REPUBLIKA.CO.ID, JAKARTA -- Ketua Komisi I DPR, Mahfudz Siddiq berpendapat, pemerintah harus cermat dan tepat dalam menyikapi perkembangan bisnis berbasis aplikasi software e-commerce.
"Pemerintah harus cermat dan tepat dalam menyikapi perkembangan model bisnis baru berbasis aplikasi software e-commerce," katanya terkait pro-kontra Grab Taksi dan Uber Taksi, Selasa (22/3).
Dia mengatakan, dibutuhkan kesepakatan lintas kementerian dan masukan banyak pihak. "Terutama jika model bisnis baru tersebut berhimpitan dengan model bisnis yang sudah ada dan terikat dengan peraturan per-UU-an," katanya.
Moda transportasi umum selama ini terkait UU dan diregulasi yang ketat. Perubahan pada model bisnis akibat perkembangan teknologi komunikasi informasi harus dikaji dan disikapi dengan tepat.
"Jangan sampai adopsi teknologi, informasi dan komunikasi (TIK) dengan aplikasi software e-commerce justru merugikan kepentingan usaha yang ada dan mengaburkan penegakan regulasi," katanya.

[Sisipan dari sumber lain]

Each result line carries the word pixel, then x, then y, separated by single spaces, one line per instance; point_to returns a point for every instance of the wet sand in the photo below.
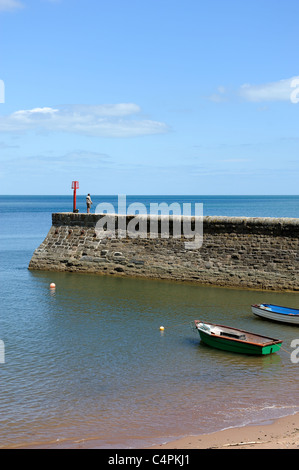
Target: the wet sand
pixel 281 434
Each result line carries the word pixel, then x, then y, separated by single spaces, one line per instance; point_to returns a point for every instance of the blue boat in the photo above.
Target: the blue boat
pixel 276 313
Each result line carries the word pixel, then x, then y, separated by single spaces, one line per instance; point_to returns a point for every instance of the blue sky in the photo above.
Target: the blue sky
pixel 149 96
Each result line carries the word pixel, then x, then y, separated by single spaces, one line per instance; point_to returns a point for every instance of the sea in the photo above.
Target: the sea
pixel 86 365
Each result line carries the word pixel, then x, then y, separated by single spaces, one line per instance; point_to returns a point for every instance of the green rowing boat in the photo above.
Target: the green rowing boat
pixel 235 340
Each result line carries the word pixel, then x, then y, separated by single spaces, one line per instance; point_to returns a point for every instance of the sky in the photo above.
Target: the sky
pixel 154 97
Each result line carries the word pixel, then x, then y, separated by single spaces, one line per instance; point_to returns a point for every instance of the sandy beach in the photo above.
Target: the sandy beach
pixel 281 434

Dalam kasus ojek daring, kata politisi PKS ini, tidak terlalu masalah karena moda transportasi tersebut tidak resmi dan tidak ada regulasinya. Hanya diperlukan regulasi teknis yang baru untuk menjamin keamanan dan standar layanan.
"Tapi untuk Uber Taxi dan Grab Taxi ini berkaitan langsung dengan moda transportasi yang sudah resmi ada. Keduanya tidak bisa diperbandingkan 'apple-to-apple'," katanya.
Di luar itu, kata dia, aplikasi software Uber Taxi dan Grab Taxi menggunakan transaksi pembayaran daring langsung ke luar negeri sehingga tidak terjangkau rezim pajak. Masyarakat luas terutama di perkotaan juga harus bijak menyikapi ini.
Kemudahan akses transportasi melalui daring juga tidak boleh mengalahkan kepentingan nasional yang lebih luas. "Menhub dan Menkominfo harus duduk bersama melakukan kajian mendalam dan rekomendasi kebijakan yang tepat," katanya.